L’IPM vient répondre à ces problèmes. Tout d’abord, contrairement à l’accent étroit mis sur les revenus dans le calcul du taux de pauvreté, l’IPM tient compte de la santé, de l’éducation et du niveau de vie, en intégrant les données de dix indicateurs distincts, notamment la mortalité infantile, la fréquentation scolaire et l’accès à l’électricité. L’IPM tient également compte de l’ampleur de la pauvreté. Alors que le taux de pauvreté indique simplement le pourcentage de la population vivant en dessous du seuil de pauvreté, le score IPM de chaque pays tient également compte du pourcentage de personnes en situation de pauvreté multidimensionnelle et du niveau moyen de privation parmi les pauvres. L’IPM et des mesures similaires nous donnent une image objectivement plus précise de la pauvreté que leurs prédécesseurs.

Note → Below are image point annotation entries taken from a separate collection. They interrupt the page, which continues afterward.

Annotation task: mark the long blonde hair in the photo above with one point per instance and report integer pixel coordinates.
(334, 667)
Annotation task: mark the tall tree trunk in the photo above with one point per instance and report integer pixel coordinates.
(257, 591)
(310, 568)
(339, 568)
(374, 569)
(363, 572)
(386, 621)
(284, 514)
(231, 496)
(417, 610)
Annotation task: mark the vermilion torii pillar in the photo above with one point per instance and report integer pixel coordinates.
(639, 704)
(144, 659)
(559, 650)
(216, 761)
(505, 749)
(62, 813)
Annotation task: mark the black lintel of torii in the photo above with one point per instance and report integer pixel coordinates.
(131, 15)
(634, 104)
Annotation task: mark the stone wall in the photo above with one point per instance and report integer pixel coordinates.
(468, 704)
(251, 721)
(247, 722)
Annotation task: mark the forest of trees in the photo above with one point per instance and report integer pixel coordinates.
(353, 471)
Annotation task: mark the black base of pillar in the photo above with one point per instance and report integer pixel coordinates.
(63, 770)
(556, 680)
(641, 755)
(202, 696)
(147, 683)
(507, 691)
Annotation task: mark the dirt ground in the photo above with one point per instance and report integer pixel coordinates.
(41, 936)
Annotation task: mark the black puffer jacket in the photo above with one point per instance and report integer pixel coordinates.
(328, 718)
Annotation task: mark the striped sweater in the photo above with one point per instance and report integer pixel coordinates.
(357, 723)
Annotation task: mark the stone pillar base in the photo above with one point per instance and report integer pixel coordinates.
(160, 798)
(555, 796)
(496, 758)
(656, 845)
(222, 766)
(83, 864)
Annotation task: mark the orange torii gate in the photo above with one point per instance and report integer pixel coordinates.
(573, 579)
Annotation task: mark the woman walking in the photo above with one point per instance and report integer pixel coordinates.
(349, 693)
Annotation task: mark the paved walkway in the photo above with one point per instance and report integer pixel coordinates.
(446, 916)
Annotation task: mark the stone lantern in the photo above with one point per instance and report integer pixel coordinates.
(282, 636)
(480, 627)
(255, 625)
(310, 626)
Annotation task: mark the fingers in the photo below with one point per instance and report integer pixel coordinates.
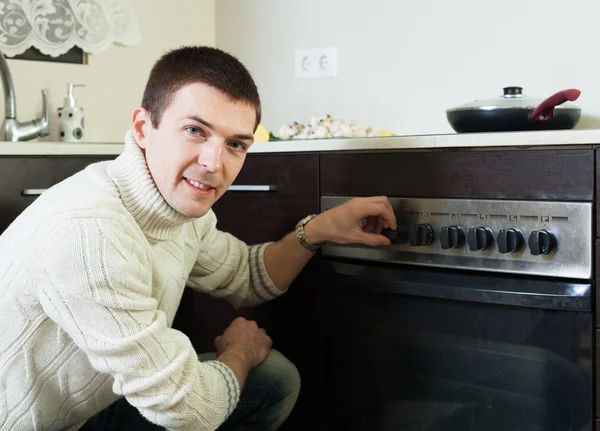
(372, 239)
(382, 210)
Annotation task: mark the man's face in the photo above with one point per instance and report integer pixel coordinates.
(199, 147)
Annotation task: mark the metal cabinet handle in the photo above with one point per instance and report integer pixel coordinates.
(234, 188)
(252, 188)
(32, 192)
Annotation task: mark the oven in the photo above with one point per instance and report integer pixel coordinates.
(477, 317)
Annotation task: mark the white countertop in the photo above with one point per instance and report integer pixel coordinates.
(511, 139)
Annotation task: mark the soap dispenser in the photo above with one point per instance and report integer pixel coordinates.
(70, 118)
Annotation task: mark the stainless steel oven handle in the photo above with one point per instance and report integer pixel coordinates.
(32, 192)
(473, 287)
(252, 188)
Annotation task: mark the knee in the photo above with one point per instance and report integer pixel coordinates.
(284, 376)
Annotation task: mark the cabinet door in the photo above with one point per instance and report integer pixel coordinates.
(21, 178)
(257, 215)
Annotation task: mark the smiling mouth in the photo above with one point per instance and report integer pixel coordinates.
(198, 184)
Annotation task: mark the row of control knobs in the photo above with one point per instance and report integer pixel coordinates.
(477, 238)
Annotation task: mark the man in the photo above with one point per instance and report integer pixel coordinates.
(92, 272)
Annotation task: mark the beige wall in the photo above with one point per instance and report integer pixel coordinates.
(402, 63)
(114, 79)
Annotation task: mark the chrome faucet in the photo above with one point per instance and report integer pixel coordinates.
(12, 129)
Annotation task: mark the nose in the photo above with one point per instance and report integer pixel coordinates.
(211, 156)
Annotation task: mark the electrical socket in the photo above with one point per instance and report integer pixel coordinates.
(316, 63)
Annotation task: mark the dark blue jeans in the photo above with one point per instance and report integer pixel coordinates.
(265, 403)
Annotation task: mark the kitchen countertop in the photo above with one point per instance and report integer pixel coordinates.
(510, 139)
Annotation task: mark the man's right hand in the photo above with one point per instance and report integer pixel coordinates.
(242, 347)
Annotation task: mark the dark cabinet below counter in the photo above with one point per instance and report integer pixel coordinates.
(561, 174)
(23, 178)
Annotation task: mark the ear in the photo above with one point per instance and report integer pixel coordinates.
(141, 126)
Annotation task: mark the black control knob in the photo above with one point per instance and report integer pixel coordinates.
(480, 238)
(541, 242)
(398, 236)
(509, 241)
(451, 237)
(422, 234)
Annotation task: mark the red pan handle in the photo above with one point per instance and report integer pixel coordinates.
(545, 110)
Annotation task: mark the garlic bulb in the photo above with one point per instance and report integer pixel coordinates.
(325, 126)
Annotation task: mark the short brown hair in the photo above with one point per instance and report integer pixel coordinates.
(191, 64)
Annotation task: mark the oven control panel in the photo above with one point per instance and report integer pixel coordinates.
(519, 237)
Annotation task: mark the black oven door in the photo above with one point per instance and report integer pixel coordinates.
(409, 348)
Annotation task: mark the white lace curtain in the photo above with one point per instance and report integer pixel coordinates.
(56, 26)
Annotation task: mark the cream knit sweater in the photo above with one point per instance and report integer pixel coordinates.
(91, 275)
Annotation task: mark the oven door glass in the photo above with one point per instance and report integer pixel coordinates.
(429, 350)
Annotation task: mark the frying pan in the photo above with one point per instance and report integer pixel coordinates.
(513, 111)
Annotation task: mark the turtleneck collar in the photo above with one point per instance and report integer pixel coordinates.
(130, 173)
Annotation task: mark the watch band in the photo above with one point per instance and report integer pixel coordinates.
(302, 236)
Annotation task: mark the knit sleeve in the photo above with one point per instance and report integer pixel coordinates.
(228, 268)
(95, 282)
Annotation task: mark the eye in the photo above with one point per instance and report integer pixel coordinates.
(237, 146)
(193, 130)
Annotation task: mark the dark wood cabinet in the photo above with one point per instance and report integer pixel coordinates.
(291, 320)
(22, 173)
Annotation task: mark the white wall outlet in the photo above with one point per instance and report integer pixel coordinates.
(316, 63)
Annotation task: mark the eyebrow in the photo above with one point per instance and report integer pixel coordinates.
(210, 126)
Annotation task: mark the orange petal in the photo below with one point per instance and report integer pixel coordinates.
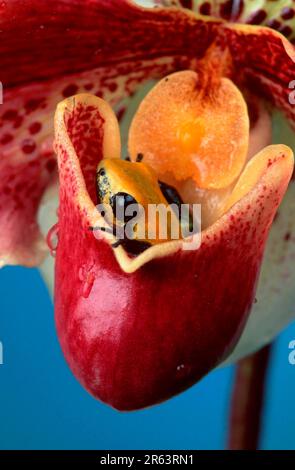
(186, 128)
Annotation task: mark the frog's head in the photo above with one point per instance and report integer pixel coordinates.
(129, 188)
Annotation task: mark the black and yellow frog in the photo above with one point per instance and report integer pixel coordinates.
(121, 184)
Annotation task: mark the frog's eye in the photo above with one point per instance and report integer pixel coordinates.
(119, 203)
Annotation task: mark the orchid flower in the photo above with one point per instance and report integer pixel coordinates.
(137, 330)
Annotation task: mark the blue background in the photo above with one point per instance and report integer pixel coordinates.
(42, 406)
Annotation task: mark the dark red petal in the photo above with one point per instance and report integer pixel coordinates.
(136, 334)
(49, 50)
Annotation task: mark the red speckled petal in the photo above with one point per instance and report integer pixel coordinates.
(135, 339)
(51, 50)
(61, 48)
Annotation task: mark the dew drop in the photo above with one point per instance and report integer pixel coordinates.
(52, 239)
(87, 277)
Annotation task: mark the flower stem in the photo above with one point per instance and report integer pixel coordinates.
(247, 401)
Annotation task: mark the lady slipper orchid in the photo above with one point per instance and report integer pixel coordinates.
(136, 330)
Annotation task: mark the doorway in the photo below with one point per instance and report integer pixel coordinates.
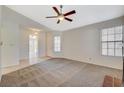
(33, 46)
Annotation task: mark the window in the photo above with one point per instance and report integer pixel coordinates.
(57, 43)
(111, 39)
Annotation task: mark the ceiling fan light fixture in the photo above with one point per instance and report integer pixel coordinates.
(61, 17)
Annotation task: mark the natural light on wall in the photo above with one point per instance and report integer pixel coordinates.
(57, 44)
(111, 39)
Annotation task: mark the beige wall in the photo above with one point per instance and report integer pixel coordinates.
(50, 46)
(0, 45)
(83, 44)
(24, 43)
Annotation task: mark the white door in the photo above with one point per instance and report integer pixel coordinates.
(33, 46)
(10, 47)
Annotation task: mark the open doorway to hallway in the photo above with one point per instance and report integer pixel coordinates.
(33, 46)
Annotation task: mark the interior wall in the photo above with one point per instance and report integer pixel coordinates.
(24, 43)
(17, 37)
(50, 44)
(0, 44)
(83, 44)
(10, 47)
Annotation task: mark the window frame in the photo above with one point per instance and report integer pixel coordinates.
(55, 45)
(101, 42)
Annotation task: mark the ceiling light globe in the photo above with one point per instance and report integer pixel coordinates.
(61, 17)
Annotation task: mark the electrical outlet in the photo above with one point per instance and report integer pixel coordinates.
(1, 43)
(90, 59)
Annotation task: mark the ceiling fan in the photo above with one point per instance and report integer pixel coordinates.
(62, 16)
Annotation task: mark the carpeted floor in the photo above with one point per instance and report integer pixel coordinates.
(59, 73)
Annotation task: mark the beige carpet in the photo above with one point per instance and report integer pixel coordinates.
(59, 73)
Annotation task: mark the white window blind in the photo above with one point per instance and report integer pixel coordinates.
(111, 39)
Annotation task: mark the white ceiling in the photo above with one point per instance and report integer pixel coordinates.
(84, 14)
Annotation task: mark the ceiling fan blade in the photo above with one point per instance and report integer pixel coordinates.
(52, 17)
(68, 19)
(56, 10)
(70, 13)
(58, 21)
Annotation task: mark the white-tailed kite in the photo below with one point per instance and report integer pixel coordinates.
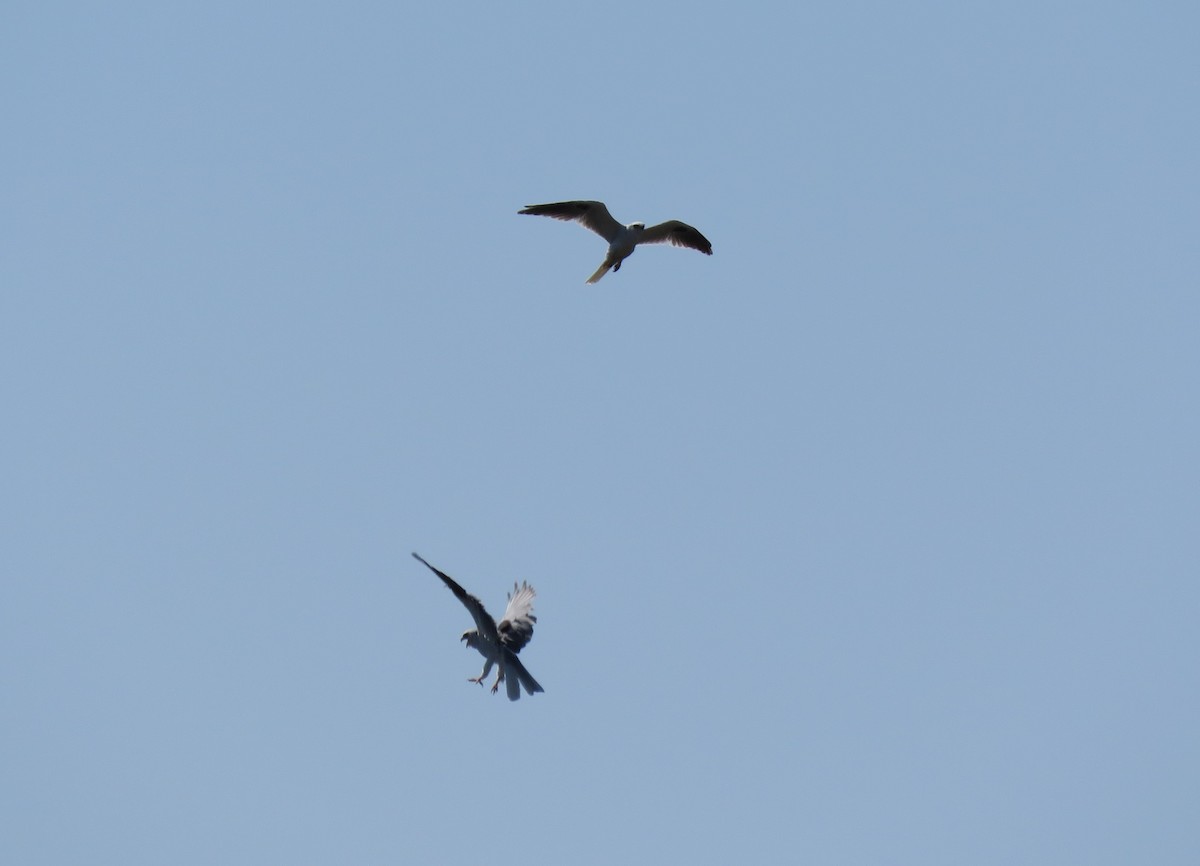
(622, 239)
(498, 643)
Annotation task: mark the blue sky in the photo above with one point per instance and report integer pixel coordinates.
(870, 539)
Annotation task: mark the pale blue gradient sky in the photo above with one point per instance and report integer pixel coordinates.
(871, 539)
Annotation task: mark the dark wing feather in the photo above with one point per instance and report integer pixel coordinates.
(484, 621)
(677, 233)
(592, 215)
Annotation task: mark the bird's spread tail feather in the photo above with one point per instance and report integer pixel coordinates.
(604, 269)
(516, 675)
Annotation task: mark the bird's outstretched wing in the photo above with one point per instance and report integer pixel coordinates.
(484, 621)
(516, 626)
(592, 215)
(677, 233)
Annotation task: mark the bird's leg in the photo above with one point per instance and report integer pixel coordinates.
(487, 669)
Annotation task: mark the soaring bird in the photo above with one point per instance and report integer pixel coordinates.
(622, 239)
(498, 642)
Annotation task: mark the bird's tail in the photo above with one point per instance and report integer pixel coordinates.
(515, 675)
(604, 269)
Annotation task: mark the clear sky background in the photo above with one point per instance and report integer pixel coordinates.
(871, 539)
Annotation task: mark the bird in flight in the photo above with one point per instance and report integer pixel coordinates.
(622, 239)
(498, 642)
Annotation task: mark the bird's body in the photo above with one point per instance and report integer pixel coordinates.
(622, 239)
(498, 642)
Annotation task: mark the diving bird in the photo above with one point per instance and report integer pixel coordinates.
(622, 239)
(498, 642)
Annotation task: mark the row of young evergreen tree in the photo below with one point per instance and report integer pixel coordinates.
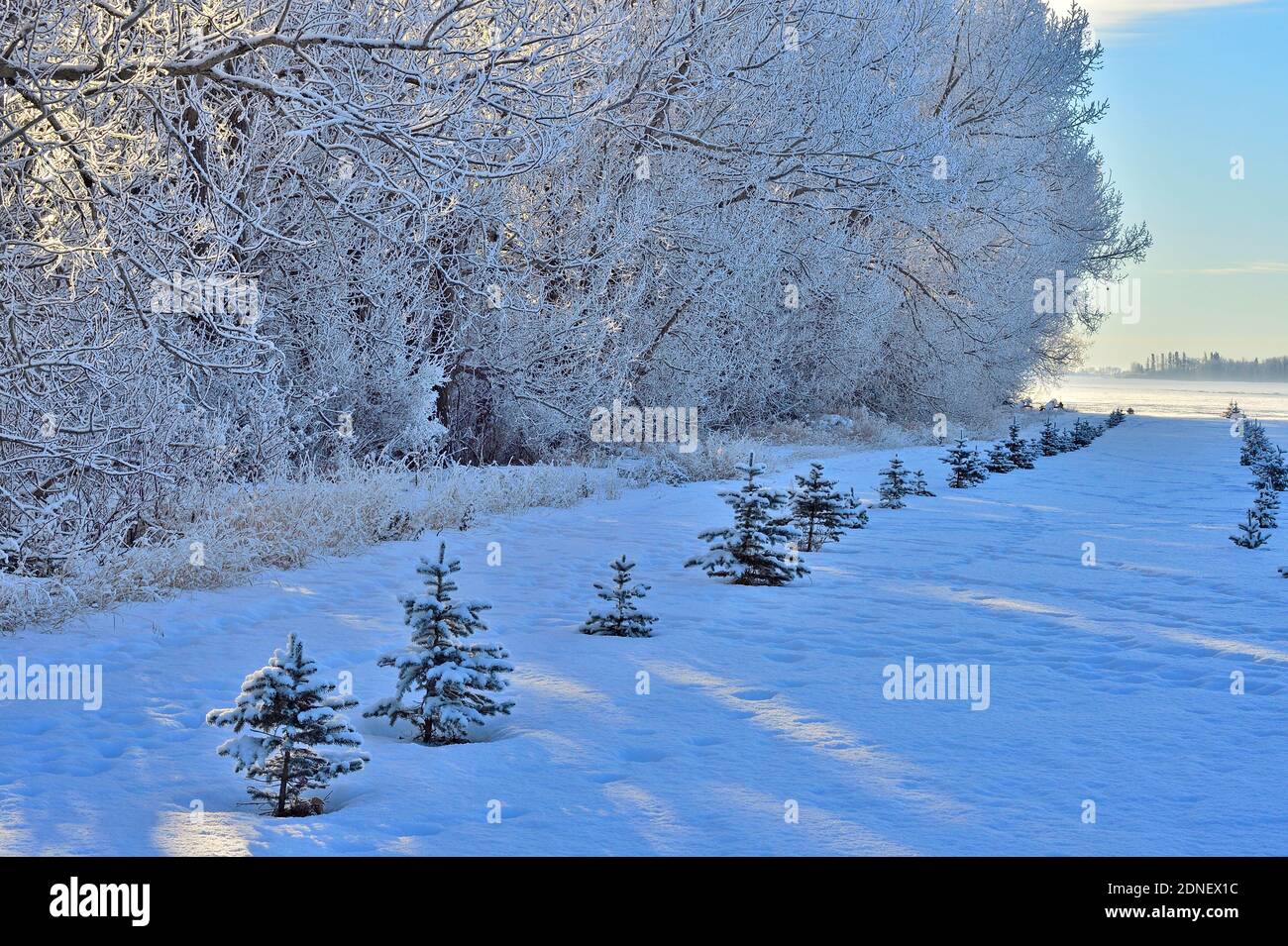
(969, 469)
(1269, 477)
(771, 529)
(290, 732)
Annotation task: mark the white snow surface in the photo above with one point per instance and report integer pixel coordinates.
(1109, 683)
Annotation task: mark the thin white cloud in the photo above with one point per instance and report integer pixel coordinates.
(1237, 269)
(1113, 14)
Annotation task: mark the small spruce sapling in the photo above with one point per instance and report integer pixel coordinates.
(760, 547)
(1266, 504)
(819, 514)
(1021, 459)
(967, 470)
(1082, 434)
(443, 680)
(1000, 460)
(1271, 469)
(1249, 533)
(623, 619)
(894, 485)
(294, 736)
(1254, 443)
(1048, 442)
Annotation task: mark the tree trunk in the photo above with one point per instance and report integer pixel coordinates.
(281, 790)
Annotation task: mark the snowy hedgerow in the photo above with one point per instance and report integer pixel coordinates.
(1050, 439)
(894, 485)
(1019, 450)
(759, 549)
(625, 619)
(1000, 460)
(820, 514)
(443, 680)
(294, 736)
(1249, 533)
(967, 470)
(1266, 504)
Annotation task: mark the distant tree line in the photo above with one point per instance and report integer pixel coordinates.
(1179, 365)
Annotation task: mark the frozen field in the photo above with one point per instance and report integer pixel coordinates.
(1108, 683)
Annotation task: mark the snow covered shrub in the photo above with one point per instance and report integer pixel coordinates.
(1249, 533)
(1000, 460)
(1019, 451)
(1270, 468)
(1266, 504)
(967, 469)
(445, 680)
(819, 512)
(625, 619)
(758, 550)
(1048, 442)
(295, 738)
(1254, 443)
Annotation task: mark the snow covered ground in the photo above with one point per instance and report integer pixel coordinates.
(1108, 683)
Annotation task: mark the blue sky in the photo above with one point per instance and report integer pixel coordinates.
(1192, 84)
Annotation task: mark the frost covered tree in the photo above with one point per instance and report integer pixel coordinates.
(1249, 533)
(1018, 448)
(465, 224)
(896, 484)
(290, 732)
(623, 619)
(445, 680)
(967, 469)
(760, 547)
(1000, 460)
(819, 512)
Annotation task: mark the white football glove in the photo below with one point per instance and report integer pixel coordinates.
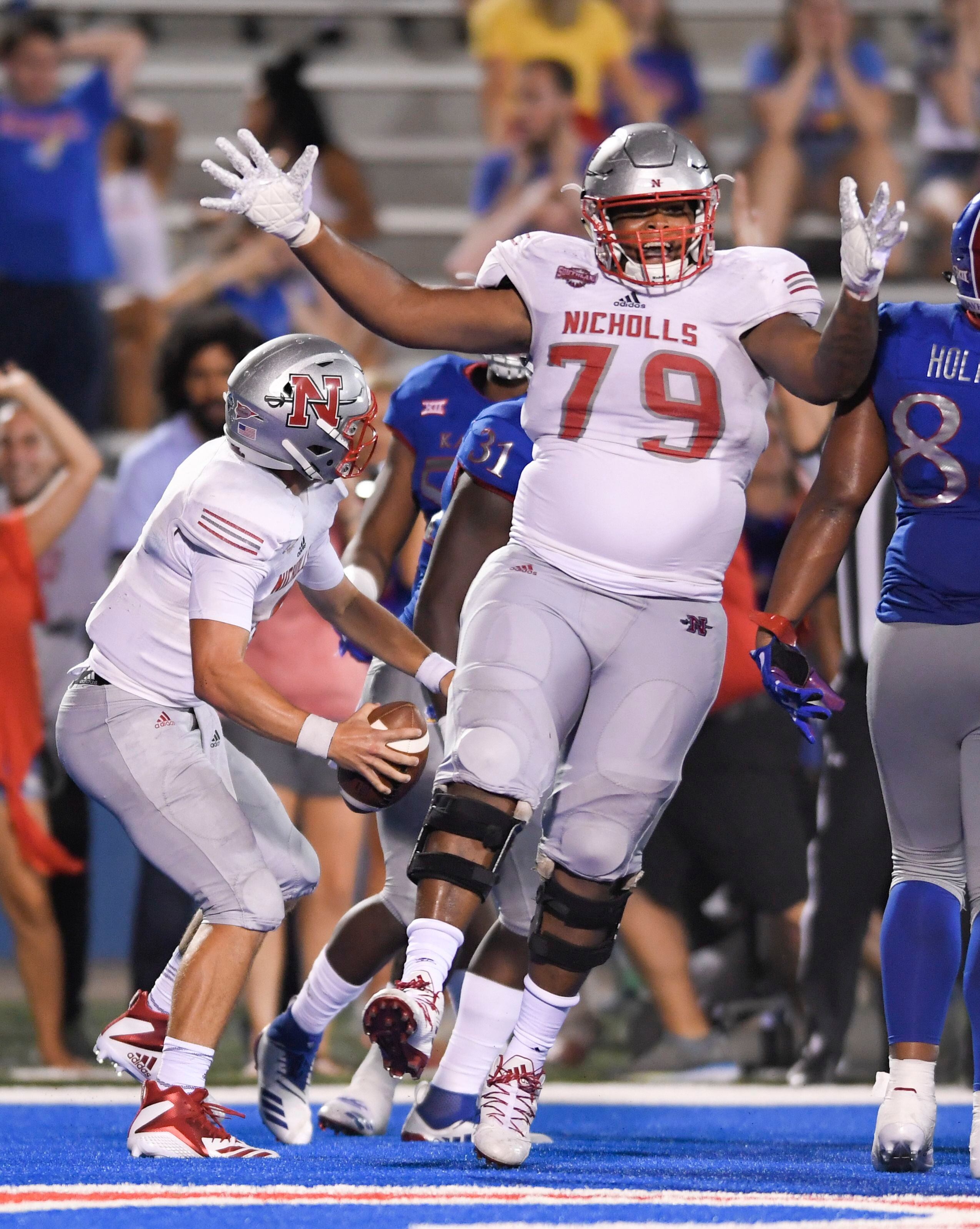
(867, 242)
(277, 202)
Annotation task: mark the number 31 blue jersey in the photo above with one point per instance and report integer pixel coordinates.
(495, 451)
(927, 389)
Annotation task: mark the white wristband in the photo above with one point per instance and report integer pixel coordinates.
(316, 736)
(309, 233)
(432, 673)
(363, 581)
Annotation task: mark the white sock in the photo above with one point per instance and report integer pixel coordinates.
(432, 950)
(484, 1024)
(913, 1073)
(185, 1064)
(323, 996)
(163, 994)
(542, 1015)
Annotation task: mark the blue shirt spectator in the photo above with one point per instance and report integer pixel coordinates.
(53, 245)
(825, 114)
(663, 64)
(51, 219)
(519, 189)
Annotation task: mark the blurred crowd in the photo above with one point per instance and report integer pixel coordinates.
(746, 947)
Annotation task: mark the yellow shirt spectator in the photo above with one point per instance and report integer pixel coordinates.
(516, 31)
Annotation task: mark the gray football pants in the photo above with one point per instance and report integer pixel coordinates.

Qu’est-ce qui fait une bonne mesure, au fond ?

L’IPM décrit la pauvreté avec plus de précision que le taux d’incidence. Il me semble pourtant que cette mesure de la pauvreté est moins efficace dans l’environnement politique actuel, point final. Bien que ces déclarations semblent contradictoires, elles ne le sont pas. La valeur d’une métrique dépend de nos raisons de l’utiliser. Et lorsqu’on entreprend de mesurer la pauvreté, notre objectif est de l’éliminer. Il s’agit de convaincre les décideurs politiques et le public d’agir. Si la précision règne en maître dans le monde universitaire, les décideurs politiques vivent dans un monde de priorités concurrentes et de capacité d’attention réduite. En 2015, Microsoft a estimé la durée d’attention humaine à huit secondes (a). Pour ceux qui comptent les points, cela représente une seconde de moins qu’un poisson rouge moyen. Alors, que signifie un score IPM de 0,517 ? Huit secondes ne suffiront pas.

Ce que le taux de pauvreté perd en précision, il le compense par sa simplicité. Le taux de pauvreté de la Banque mondiale, calculé sur la base d’un seuil international initialement fixé à un dollar par jour (mis à jour depuis à 2,15 dollars), s'est révélé être un puissant cri de ralliement dans la lutte contre la pauvreté mondiale. En effet, il est facile à comprendre, aussi bien en termes pratiques que moraux. Lorsqu’il a fait ses débuts en 1990 (a), le taux de pauvreté global a révélé que près de 40 % de la population mondiale vivait avec moins d’un dollar par jour. Même pour ceux qui sont allergiques aux mathématiques, huit secondes sont plus qu’assez pour comprendre cette métrique et la souffrance humaine qu’elle représente. Et dans notre monde dynamique, c’est ce pouvoir d’attirer l’attention et d’inciter à l’action qui compte le plus.

Alors, avons-nous fait des progrès ?

Bien que nos indicateurs de pauvreté les plus rudimentaires me semblent encore les plus précieux, cela ne signifie pas que nous n’avons pas fait de progrès en matière de mesure de la pauvreté. Des mesures telles que l’indice de pauvreté multidimensionnelle représentent des innovations précieuses qui remédient aux lacunes manifestes des approches précédentes. Le problème ici n’est pas l’absence de progrès dans la mesure de la pauvreté, mais notre aversion de plus en plus marquée pour la nuance.

Comprendre la vie des pauvres mérite bien plus que huit secondes, et lorsque les décideurs politiques sont prêts à y prêter attention, les données sont là. En attendant, la question demeure : que signifie vivre dans un pays pauvre à 0,517 ? Qu’en est-il d’un pays où 31 % de la population vit avec moins de 2,15 dollars par jour ? Je vous laisse décider quelle mesure fera la différence pour les citoyens du Tchad.